Setting Up Emergency Housing Harder Than It Seems

March 29, 2006
Reported by Vince Atkinson

Its been over six months since Hurricane Rita slammed the Louisiana coast, but many people are still homeless. We have all seen the images of FEMA mobile homes and travel trailers sitting empty and unused. 7 News decided to sit down with some local FEMA workers to find out what is taking so long. On the surface it may look like workers are dragging their feet, but after doing some investigating, it turns out that may not be the case.

The sights and sounds of construction can be found nearly 24 hours a day at a massive FEMA mobile home and travel trailer park in Lake Charles. Still, all of the emergency housing units sit unused. That may be a little hard to swallow for folks that were made homeless by Hurricane Rita. As it turns out, there is an explanation. FEMA Housing Assistance Manager Ramona Van Cleve said, "You can't just walk in and say I want a house here. You have to start with the ground and work up."

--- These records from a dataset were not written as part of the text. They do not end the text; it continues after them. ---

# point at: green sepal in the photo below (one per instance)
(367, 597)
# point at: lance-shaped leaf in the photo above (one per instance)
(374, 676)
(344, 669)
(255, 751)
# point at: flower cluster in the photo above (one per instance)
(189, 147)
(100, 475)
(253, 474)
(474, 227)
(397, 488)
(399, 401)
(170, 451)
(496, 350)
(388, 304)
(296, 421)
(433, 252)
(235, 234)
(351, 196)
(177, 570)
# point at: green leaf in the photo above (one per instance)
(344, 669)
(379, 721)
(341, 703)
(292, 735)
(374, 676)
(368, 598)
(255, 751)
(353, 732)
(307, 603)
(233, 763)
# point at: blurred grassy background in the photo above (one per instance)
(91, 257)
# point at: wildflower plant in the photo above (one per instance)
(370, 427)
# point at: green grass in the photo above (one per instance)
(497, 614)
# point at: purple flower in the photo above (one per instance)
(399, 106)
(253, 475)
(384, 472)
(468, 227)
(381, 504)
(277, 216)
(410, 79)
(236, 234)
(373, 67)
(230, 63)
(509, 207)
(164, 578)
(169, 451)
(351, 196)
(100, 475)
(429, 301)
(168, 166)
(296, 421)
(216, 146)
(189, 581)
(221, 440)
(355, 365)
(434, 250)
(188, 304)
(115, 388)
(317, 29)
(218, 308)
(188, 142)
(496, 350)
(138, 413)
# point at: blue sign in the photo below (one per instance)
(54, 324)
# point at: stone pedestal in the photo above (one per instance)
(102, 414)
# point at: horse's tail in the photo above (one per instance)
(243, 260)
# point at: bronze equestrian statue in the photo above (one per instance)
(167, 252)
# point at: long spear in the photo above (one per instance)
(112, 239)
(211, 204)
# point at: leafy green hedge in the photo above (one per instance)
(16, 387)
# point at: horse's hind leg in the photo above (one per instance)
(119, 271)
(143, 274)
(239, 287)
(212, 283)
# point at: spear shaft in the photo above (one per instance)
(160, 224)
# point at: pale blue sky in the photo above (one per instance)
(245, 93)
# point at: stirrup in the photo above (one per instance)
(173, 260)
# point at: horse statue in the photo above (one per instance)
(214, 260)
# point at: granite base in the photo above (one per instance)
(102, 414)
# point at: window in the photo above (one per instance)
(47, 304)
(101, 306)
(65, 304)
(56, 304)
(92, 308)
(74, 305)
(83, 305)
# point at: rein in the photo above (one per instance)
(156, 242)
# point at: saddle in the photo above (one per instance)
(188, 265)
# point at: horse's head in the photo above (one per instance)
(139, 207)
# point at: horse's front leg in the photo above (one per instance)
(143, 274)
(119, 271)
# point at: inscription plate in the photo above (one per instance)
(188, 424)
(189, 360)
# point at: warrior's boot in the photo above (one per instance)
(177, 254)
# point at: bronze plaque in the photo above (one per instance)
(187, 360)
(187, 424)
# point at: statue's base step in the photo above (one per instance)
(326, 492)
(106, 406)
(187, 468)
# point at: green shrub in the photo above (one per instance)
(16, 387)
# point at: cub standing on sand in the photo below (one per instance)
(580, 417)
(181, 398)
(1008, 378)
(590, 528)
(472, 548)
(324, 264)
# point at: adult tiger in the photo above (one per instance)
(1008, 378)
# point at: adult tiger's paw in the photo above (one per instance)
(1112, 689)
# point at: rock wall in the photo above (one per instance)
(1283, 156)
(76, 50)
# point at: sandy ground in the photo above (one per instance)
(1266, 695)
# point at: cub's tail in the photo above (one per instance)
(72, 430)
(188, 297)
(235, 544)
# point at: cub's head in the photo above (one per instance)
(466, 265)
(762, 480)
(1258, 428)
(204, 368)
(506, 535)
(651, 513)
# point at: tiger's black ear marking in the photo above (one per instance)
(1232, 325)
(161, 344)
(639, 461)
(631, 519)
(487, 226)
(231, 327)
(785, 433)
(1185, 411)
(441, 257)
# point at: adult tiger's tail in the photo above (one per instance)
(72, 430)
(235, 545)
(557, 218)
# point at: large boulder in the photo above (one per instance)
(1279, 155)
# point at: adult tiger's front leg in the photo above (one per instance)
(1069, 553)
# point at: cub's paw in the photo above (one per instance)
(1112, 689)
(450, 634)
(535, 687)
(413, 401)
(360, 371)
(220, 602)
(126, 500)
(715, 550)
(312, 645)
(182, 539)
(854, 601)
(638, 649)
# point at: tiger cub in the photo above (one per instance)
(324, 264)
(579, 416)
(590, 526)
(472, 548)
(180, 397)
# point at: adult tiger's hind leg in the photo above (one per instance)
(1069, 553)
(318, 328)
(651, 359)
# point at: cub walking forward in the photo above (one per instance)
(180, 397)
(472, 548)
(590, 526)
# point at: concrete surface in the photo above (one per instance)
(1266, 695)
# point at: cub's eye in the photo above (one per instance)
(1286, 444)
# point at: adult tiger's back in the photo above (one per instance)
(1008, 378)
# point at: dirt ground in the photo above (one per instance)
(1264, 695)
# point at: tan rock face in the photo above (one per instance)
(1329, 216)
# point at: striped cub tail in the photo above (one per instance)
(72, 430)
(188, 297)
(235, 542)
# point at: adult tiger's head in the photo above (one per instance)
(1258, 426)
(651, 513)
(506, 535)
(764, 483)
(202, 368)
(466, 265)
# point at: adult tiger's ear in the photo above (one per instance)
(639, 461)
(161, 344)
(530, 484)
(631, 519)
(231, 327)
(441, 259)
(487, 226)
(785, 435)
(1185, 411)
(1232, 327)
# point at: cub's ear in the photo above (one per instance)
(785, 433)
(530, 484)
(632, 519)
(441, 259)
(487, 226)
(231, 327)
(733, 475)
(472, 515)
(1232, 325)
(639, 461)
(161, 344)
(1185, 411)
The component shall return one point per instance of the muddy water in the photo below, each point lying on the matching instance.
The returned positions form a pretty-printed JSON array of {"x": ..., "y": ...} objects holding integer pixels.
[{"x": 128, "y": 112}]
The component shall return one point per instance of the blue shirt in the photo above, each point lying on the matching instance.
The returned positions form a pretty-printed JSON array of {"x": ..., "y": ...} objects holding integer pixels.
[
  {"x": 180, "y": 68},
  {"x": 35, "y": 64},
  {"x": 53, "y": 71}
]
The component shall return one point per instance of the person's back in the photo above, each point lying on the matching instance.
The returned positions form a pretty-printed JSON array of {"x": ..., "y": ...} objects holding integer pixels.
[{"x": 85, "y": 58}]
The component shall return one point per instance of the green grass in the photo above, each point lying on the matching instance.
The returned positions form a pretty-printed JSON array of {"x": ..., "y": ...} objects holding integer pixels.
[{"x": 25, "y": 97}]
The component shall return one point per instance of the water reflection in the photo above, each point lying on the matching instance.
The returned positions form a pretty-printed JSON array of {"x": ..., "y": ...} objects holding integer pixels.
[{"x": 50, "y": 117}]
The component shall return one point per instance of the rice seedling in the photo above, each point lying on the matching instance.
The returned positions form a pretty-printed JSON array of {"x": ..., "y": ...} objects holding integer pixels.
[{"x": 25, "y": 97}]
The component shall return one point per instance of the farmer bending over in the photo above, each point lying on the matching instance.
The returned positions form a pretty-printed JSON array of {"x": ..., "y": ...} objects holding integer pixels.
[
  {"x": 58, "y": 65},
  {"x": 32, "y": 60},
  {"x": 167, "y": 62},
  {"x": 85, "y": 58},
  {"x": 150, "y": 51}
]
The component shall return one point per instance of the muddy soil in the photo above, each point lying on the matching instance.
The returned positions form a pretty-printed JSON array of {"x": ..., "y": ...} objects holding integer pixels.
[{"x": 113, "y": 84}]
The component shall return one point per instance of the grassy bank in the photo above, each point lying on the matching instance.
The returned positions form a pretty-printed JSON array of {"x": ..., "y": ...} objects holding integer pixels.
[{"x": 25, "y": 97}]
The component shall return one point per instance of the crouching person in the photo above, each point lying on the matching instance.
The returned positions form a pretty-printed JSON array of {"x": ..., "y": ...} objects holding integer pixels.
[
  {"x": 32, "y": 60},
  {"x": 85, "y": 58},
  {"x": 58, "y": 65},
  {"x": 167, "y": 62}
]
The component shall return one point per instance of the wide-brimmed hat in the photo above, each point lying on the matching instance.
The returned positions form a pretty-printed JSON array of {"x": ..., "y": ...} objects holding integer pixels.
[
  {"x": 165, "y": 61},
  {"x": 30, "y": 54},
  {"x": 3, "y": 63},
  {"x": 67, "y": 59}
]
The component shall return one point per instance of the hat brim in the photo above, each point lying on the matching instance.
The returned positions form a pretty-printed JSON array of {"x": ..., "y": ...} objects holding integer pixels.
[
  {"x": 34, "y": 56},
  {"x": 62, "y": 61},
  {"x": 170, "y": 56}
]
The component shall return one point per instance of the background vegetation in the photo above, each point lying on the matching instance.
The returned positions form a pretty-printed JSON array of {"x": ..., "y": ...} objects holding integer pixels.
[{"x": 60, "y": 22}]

Construction workers in Lake Charles had the daunting task of turning pasture land into a mobile home park, and they had to do it in a matter of months. That might not sound very hard, at least on the surface. Van Cleve said, "We had to go by the requirements of the state of Louisiana, and the requirements of the city, and the requirements of the federal government to provide necessary utilities." In other words, FEMA has to meet all of the requirements of new construction. The rules may sound a bit excessive under the circumstances, but until the rules are changed FEMA has no choice but to follow the laws that were put in place by other federal and state agencies.

Workers with FEMA say people will begin moving into a new temporary housing site in Lake Charles sometime in mid-April. When the new housing site is completed it will be home to more than 400 families.